Никки не понимает, что тут такого неприличного, и Роза объясняет, что сама она в этот момент находилась в ванной, вопрос же задан был мужчиной, которого она видела первый раз в жизни и который только что проник к ней в квартиру через окно.
Тут я замечаю, что Никки украдкой бросает на меня сердобольные взгляды.
– Ужас, – вздыхает Роза, глядя на пустую бутылку водки, стоящую на столе между ней и Никки. – Я почему-то вспомнила свою первую любовь – мальчика, в которого влюбилась в четырнадцать лет. Кажется, будто это было не со мной. Его лицо стоит у меня перед глазами, но вот черты почти что стерлись.
– Подумаешь! Я не помню, как выглядели парни, с которыми я всего год назад трахалась. – И с этими словами Никки подымает руку и долго, со вкусом чешет у себя под мышкой.
Но от прошлого не скроешься; прошлое Никки – в слове «трахаться», в том, как она его произносит, – «трафаться»; по этому одному можно без труда определить, откуда она родом. Из Лестера – вернее, из деревушки в тридцати милях от Лестера. И Барселона, и Берлин тоже оставили свой след – впрочем, такие подробности, кроме меня, едва ли кто держит в памяти. Даже мне теперь нелегко проследить за всеми превратностями ее судьбы. А ведь лет сто назад я могла бы назвать улицу и дом, где Никки росла.
– Все мы пытаемся отыскать то, что отыскать невозможно... – глубокомысленно замечает Роза; ее, как и всякого смертного, спьяну потянуло на философию. Хотя роль питейных сосудов мне пришлось на протяжении сотен лет исполнять многократно (кем я только не была: и скифом, и ритоном, и оксибафоном, и пентаплоей, и племохоей, и филотесией, и котоном, и канфаром, и элефантом, и дином), к спиртному я отношусь резко отрицательно.
– ...Пытаемся отыскать неотыскиваемую комнату, – бормочет Роза.

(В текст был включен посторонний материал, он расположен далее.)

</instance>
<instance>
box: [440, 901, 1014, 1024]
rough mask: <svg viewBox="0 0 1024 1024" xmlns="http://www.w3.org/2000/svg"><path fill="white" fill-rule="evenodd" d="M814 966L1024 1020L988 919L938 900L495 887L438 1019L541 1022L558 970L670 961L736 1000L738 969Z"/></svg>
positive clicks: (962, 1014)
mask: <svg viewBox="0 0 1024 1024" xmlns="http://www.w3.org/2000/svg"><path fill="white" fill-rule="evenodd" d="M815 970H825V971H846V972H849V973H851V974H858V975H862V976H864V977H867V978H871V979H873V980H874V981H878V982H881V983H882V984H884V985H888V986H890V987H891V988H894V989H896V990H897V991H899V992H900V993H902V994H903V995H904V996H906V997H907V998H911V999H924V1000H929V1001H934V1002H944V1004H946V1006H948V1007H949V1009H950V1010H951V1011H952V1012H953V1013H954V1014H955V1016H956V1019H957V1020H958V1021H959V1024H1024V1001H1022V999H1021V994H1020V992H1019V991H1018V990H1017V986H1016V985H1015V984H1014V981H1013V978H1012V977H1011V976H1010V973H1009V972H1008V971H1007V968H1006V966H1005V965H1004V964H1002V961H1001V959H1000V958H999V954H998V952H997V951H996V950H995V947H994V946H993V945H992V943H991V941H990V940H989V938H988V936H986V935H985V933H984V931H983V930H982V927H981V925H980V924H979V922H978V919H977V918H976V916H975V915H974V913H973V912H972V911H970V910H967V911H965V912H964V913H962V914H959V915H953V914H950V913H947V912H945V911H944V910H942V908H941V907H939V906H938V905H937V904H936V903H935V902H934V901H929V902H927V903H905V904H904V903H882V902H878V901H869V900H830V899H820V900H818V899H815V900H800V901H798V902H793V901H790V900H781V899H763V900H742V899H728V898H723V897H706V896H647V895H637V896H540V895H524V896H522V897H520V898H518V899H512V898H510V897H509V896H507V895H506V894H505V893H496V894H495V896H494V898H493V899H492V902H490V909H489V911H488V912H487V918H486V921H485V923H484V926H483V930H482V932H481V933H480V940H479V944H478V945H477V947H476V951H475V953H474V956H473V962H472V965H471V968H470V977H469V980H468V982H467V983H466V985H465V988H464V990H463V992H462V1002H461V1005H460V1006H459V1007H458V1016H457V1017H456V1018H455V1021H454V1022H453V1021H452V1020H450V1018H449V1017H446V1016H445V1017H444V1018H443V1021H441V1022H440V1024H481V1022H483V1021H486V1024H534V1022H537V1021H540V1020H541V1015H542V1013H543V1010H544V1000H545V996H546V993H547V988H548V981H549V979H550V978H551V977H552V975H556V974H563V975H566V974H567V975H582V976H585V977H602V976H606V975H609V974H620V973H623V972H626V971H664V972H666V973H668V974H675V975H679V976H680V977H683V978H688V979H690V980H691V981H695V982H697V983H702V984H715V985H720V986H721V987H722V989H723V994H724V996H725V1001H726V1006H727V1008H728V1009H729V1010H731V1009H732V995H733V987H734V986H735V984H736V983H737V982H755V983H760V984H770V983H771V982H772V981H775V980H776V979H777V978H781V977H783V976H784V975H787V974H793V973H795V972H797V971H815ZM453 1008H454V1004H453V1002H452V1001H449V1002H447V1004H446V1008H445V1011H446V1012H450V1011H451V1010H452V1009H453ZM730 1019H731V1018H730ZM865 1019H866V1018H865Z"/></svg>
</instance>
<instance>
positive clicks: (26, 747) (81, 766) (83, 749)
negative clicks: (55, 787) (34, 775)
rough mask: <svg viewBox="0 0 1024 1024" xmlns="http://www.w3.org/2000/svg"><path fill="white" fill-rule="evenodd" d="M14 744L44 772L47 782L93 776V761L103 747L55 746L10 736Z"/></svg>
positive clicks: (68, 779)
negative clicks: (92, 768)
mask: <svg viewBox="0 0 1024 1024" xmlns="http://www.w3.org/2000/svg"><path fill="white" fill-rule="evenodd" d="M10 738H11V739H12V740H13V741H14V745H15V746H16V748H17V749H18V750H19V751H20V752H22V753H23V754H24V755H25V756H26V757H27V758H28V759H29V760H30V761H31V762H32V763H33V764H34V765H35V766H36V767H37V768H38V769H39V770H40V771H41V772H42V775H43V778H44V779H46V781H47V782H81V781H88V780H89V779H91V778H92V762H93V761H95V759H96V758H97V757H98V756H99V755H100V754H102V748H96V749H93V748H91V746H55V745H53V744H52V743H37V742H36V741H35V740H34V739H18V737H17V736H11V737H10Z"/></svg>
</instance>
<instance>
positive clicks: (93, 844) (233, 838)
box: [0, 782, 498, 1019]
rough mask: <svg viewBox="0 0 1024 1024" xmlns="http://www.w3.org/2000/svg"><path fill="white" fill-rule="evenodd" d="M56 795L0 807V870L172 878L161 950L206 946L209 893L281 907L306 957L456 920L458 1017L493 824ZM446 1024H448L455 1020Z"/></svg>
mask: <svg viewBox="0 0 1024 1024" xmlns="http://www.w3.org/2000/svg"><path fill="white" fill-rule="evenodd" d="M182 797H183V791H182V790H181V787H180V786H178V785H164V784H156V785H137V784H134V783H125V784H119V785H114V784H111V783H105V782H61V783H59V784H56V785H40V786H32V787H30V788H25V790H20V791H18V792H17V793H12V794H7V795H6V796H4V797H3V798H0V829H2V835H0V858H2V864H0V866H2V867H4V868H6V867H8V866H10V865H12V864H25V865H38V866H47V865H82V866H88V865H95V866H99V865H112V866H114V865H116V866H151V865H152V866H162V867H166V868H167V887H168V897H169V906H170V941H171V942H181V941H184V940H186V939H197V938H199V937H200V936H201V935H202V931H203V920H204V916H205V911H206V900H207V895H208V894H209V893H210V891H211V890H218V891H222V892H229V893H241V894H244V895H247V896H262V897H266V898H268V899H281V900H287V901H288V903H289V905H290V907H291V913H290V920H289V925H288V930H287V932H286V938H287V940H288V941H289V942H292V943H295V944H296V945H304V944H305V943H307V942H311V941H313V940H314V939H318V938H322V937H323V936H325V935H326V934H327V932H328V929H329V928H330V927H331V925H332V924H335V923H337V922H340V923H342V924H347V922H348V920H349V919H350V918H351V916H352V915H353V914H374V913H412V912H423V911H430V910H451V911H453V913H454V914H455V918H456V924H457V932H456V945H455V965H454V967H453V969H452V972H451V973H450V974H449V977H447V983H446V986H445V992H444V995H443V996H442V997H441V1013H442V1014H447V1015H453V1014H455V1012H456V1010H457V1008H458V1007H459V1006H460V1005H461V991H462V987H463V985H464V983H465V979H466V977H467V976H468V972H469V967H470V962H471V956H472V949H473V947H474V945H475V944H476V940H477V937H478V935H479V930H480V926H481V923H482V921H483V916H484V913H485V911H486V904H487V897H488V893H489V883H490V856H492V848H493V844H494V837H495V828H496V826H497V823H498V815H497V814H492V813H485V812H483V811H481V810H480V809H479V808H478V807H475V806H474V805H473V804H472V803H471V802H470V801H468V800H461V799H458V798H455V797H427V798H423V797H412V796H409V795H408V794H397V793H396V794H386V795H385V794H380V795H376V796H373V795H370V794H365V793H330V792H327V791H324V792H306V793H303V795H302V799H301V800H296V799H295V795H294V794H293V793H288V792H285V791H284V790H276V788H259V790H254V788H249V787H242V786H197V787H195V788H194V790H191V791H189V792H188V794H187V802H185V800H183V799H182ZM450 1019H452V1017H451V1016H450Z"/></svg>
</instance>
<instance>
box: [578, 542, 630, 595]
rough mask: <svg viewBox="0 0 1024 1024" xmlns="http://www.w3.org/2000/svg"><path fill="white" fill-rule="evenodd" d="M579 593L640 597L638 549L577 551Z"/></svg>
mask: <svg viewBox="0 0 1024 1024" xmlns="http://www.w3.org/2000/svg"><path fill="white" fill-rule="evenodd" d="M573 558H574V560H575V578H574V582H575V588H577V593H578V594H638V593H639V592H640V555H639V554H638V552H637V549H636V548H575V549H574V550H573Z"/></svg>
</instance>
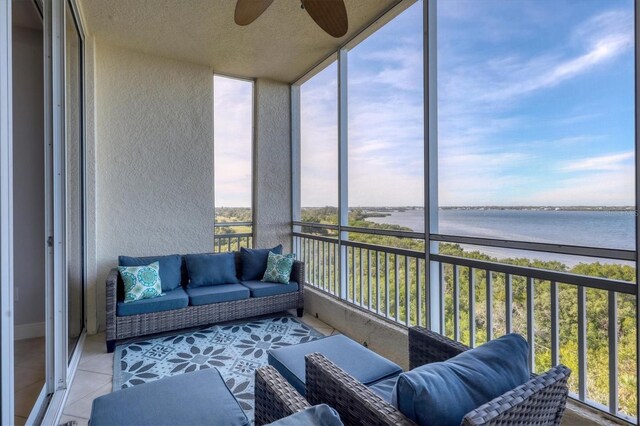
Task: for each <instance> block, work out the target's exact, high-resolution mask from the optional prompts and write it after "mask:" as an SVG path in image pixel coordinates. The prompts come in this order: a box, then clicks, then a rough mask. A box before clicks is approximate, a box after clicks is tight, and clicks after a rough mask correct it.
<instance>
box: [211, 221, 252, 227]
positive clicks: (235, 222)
mask: <svg viewBox="0 0 640 426" xmlns="http://www.w3.org/2000/svg"><path fill="white" fill-rule="evenodd" d="M213 226H214V227H215V228H223V227H225V226H253V222H216V223H215V224H214V225H213Z"/></svg>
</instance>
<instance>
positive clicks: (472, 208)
mask: <svg viewBox="0 0 640 426" xmlns="http://www.w3.org/2000/svg"><path fill="white" fill-rule="evenodd" d="M304 208H316V207H303V209H304ZM635 209H636V208H635V206H442V207H439V208H438V210H515V211H518V210H528V211H570V212H576V211H585V212H630V211H631V212H632V211H635ZM350 210H362V211H365V212H396V211H407V210H424V208H423V207H416V206H399V207H351V208H350Z"/></svg>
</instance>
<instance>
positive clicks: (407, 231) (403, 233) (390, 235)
mask: <svg viewBox="0 0 640 426" xmlns="http://www.w3.org/2000/svg"><path fill="white" fill-rule="evenodd" d="M340 230H342V231H347V232H358V233H360V234H370V235H386V236H389V237H399V238H415V239H419V240H424V237H425V234H424V233H422V232H412V231H396V230H393V229H376V228H362V227H355V226H343V227H341V228H340Z"/></svg>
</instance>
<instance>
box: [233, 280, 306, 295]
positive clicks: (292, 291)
mask: <svg viewBox="0 0 640 426" xmlns="http://www.w3.org/2000/svg"><path fill="white" fill-rule="evenodd" d="M240 283H241V284H242V285H243V286H245V287H246V288H248V289H249V290H250V291H251V297H263V296H275V295H276V294H285V293H293V292H294V291H298V283H297V282H295V281H289V284H280V283H268V282H264V281H241V282H240Z"/></svg>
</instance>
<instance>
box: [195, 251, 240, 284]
mask: <svg viewBox="0 0 640 426" xmlns="http://www.w3.org/2000/svg"><path fill="white" fill-rule="evenodd" d="M184 260H185V263H186V264H187V271H188V272H189V287H202V286H207V285H218V284H237V283H238V282H239V281H238V278H237V277H236V258H235V254H234V253H217V254H208V253H203V254H187V255H185V256H184Z"/></svg>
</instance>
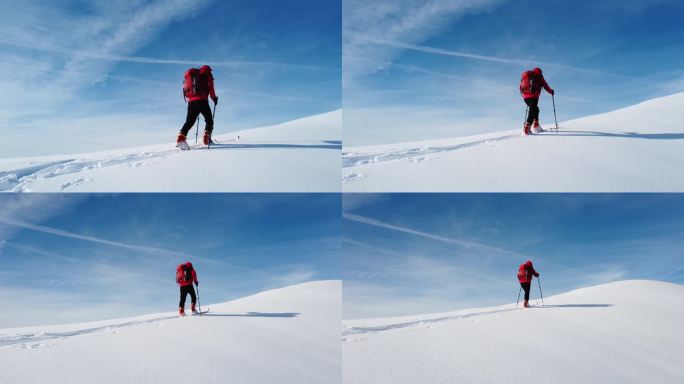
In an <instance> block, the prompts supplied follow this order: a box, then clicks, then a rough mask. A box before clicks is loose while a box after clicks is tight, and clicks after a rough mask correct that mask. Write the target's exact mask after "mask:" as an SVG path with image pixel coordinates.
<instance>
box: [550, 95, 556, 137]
mask: <svg viewBox="0 0 684 384" xmlns="http://www.w3.org/2000/svg"><path fill="white" fill-rule="evenodd" d="M551 101H552V102H553V119H554V120H555V121H556V133H558V118H557V117H556V96H554V95H551Z"/></svg>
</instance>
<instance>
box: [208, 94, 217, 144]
mask: <svg viewBox="0 0 684 384" xmlns="http://www.w3.org/2000/svg"><path fill="white" fill-rule="evenodd" d="M214 116H216V103H214V110H213V111H211V121H212V122H213V123H214V124H216V120H215V119H214ZM211 132H212V133H213V132H214V128H213V127H212V129H211ZM209 148H211V137H209V142H208V143H207V149H209Z"/></svg>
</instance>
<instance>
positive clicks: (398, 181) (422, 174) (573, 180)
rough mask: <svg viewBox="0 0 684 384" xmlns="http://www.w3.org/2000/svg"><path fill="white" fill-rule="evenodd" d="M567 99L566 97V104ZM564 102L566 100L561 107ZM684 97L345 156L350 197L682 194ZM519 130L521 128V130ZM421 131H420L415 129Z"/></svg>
mask: <svg viewBox="0 0 684 384" xmlns="http://www.w3.org/2000/svg"><path fill="white" fill-rule="evenodd" d="M561 97H562V96H561ZM556 101H557V102H558V101H561V102H562V99H561V100H558V98H557V100H556ZM682 105H684V93H680V94H675V95H671V96H667V97H663V98H659V99H653V100H649V101H646V102H643V103H641V104H637V105H635V106H631V107H628V108H624V109H620V110H617V111H613V112H610V113H606V114H602V115H597V116H590V117H586V118H581V119H577V120H572V121H568V122H564V123H561V124H560V129H559V131H558V132H555V131H548V129H549V128H552V127H554V126H555V124H554V123H553V114H552V112H551V111H548V110H547V111H542V118H544V116H546V117H547V121H542V125H544V126H545V128H546V129H547V131H546V132H543V133H540V134H536V135H532V136H526V137H524V136H521V133H522V122H521V126H520V129H514V130H507V131H501V132H495V133H490V134H484V135H477V136H468V137H458V138H453V139H443V140H431V141H421V142H414V143H400V144H390V145H378V146H368V147H345V148H344V149H343V155H342V156H343V161H342V163H343V165H342V167H343V169H342V184H343V186H342V189H343V191H345V192H681V191H684V167H682V164H684V123H682V122H683V121H684V108H682ZM516 128H518V127H516ZM416 129H420V128H419V127H416Z"/></svg>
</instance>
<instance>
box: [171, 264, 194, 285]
mask: <svg viewBox="0 0 684 384" xmlns="http://www.w3.org/2000/svg"><path fill="white" fill-rule="evenodd" d="M183 266H185V267H188V268H190V274H191V275H192V279H191V280H187V281H186V280H183V279H182V276H183V272H182V267H183ZM193 282H194V283H195V284H197V283H198V282H197V272H195V268H193V267H192V263H191V262H189V261H188V262H186V263H184V264H181V265H179V266H178V268H176V283H178V284H179V285H180V286H181V287H186V286H188V285H192V283H193Z"/></svg>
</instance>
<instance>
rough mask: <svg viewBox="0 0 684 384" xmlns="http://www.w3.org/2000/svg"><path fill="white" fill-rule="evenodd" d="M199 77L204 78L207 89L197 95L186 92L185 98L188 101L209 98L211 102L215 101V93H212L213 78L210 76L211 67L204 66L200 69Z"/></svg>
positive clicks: (210, 75)
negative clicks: (210, 96) (187, 98)
mask: <svg viewBox="0 0 684 384" xmlns="http://www.w3.org/2000/svg"><path fill="white" fill-rule="evenodd" d="M200 77H202V78H203V79H205V78H206V82H207V89H205V90H203V91H202V92H201V93H200V94H199V95H195V94H193V93H192V92H188V93H187V94H186V96H187V97H188V101H197V100H207V99H209V96H211V98H212V100H216V91H214V76H213V75H212V74H211V67H210V66H208V65H204V66H202V67H201V68H200Z"/></svg>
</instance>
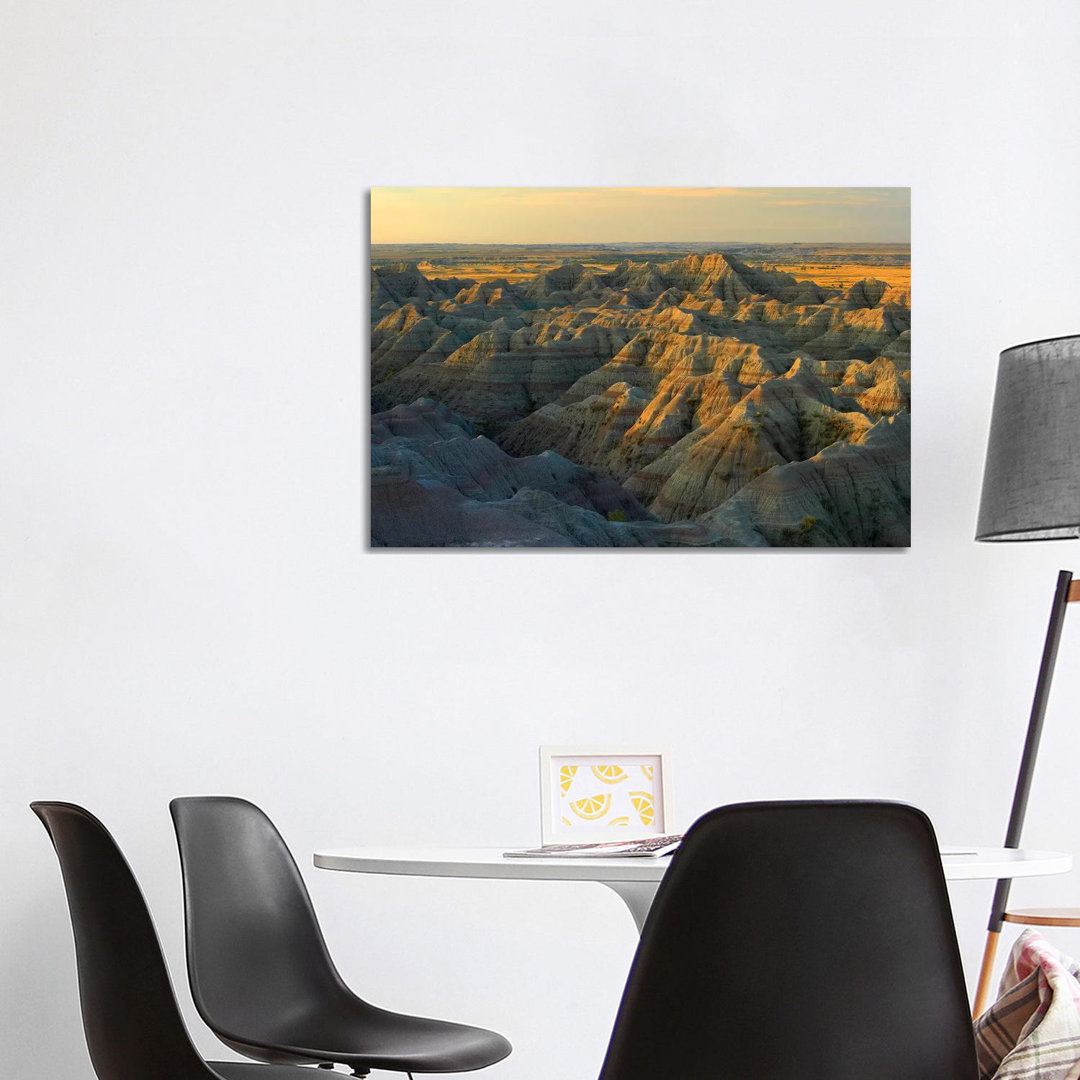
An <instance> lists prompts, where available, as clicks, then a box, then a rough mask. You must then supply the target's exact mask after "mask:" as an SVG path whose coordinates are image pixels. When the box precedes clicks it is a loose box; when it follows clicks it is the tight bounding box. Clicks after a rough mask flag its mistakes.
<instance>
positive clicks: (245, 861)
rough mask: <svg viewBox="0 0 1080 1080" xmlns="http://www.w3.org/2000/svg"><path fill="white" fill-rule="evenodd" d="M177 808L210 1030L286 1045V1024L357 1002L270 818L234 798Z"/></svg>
mask: <svg viewBox="0 0 1080 1080" xmlns="http://www.w3.org/2000/svg"><path fill="white" fill-rule="evenodd" d="M170 810H171V811H172V813H173V823H174V825H175V826H176V839H177V842H178V845H179V849H180V865H181V867H183V872H184V910H185V918H186V921H187V954H188V977H189V982H190V984H191V995H192V998H193V999H194V1003H195V1008H197V1009H198V1010H199V1013H200V1015H201V1016H202V1017H203V1020H204V1021H205V1022H206V1023H207V1024H208V1025H210V1027H211V1028H213V1029H214V1030H215V1031H216V1032H217V1034H218V1035H221V1036H224V1037H226V1038H227V1039H230V1040H237V1041H240V1042H246V1041H248V1040H252V1041H255V1042H259V1041H267V1042H275V1041H281V1032H280V1030H279V1027H280V1025H281V1023H282V1022H283V1020H285V1018H287V1017H289V1016H296V1015H298V1014H302V1013H305V1012H311V1011H318V1010H320V1009H325V1008H327V1007H329V1005H332V1004H333V1003H334V1002H336V1001H339V1000H340V999H341V997H342V996H343V995H349V990H348V988H347V987H346V986H345V983H343V982H342V981H341V977H340V975H338V973H337V969H336V968H335V967H334V962H333V961H332V960H330V957H329V954H328V951H327V949H326V944H325V942H324V940H323V935H322V931H321V930H320V927H319V921H318V919H316V918H315V913H314V909H313V908H312V906H311V899H310V896H309V895H308V890H307V887H306V886H305V883H303V878H301V877H300V872H299V869H298V868H297V866H296V862H295V860H294V859H293V856H292V854H291V853H289V850H288V848H287V847H286V846H285V841H284V840H283V839H282V837H281V834H280V833H279V832H278V829H276V828H274V826H273V823H272V822H271V821H270V819H269V818H267V815H266V814H265V813H264V812H262V811H261V810H260V809H259V808H258V807H256V806H254V805H253V804H251V802H248V801H246V800H245V799H238V798H231V797H227V796H201V797H194V798H179V799H173V801H172V802H171V804H170ZM350 997H351V995H350Z"/></svg>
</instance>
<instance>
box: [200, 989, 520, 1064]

Нет, решительно не понимаю, отчего это смерть приводит смертных в такое отчаяние. Ведь все они, в сущности, повторяют друг друга, приходят друг другу на смену. Все у них одинаковое, одни и те же ухватки, одни и те же прически, один и тот же смех, одни и те же разговоры – бывает даже, и словечки одни и те же. Верно, носы или цвет кожи у них могут быть разные, – но ведут они себя совершенно одинаково. Каждое мгновение миллионы людей заводят одни и те же разговоры, которые, точно комары, перелетают из дома в дом, из страны в страну – и возвращаются обратно. Даже про замороженных игуан говорят в эту минуту самые разные люди в самых разных концах света.